PZ Cussons has admitted that trading remains challenging due to higher raw material costs, and tough markets in Europe due to UK input costs, and in Nigeria due to the ongoing elections, and has lowered its expectations for the financial year.

The British soap and shampoo maker announced the challenging remainder to the year, following results for its January 26-April 13 period, and the expected disruption in trading until the end of its financial year on May 31.

“Given our concerns over European consumer markets and the short term impact on Nigerian trading we maintain our Hold recommendation and lower our price target from 365p to 345p,” PZ Cussons concluded.

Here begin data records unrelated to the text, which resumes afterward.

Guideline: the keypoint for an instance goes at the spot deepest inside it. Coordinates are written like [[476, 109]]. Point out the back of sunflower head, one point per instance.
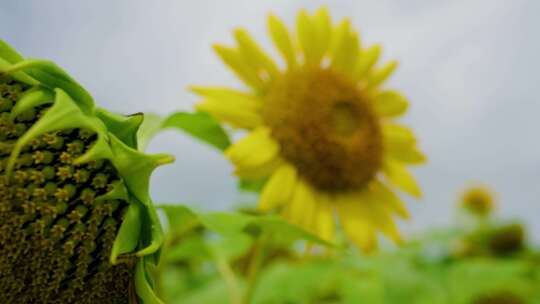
[[76, 222]]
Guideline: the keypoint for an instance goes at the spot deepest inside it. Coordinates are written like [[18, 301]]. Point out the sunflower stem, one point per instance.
[[253, 269], [228, 275]]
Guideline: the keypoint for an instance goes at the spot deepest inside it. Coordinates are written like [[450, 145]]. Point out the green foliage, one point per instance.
[[199, 125], [427, 270]]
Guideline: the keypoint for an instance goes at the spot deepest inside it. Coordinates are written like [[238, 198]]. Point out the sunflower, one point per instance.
[[320, 130], [478, 200]]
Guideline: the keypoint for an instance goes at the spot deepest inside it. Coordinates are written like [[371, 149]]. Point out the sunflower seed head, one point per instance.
[[56, 234]]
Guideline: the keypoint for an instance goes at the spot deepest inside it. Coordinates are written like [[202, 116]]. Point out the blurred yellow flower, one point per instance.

However, PZ Cussons did announce that it expects Asia and Nigeria to contribute to growth in what looks like an encouraging next financial year.

Disruptions to trading for FY2011

“In light of the temporary disruption to trading in Nigeria and the ongoing challenges of weak European consumer markets and higher input costs we feel it prudent to reduce our EBITA forecasts for Europe by £2m in both FY 2011 and FY 2012 and in Africa by £3m in FY 2011 and by £1m FY 2012,” the company said in a statement.

The personal care company explained the consumer environment in the UK remains challenging due to ongoing high levels of both promotional activity and input costs, particularly within the mass market segments of shower gels and handwash.

Nigeria is usually a strong market for PZ Cussons, and it explained that the disruption to trading due to the elections has been exacerbated by a delay in the start of the process.

Given that this is peak trading season in Nigeria, the disruption creates a disproportionate impact on sales, although PZ Cussons view this as a temporary situation and highlights that underlying trading in Nigeria seems to be improving as consumer concerns ease.

Encouraging outlook for next year

The UK-based firm expects normal trading conditions to resume in due course after the completion of the elections, barring any surprises.

It also believes the beauty market in the UK to improve over time, with premium brands expected to deliver good growth in the next financial year.

Also expected to deliver growth in FY2012 is Asia, where performance remains strong and in particular in Indonesia, where the re-launch of Cussons Baby is driving profitable growth but the company does highlight a tightening of the consumer environment in Australia.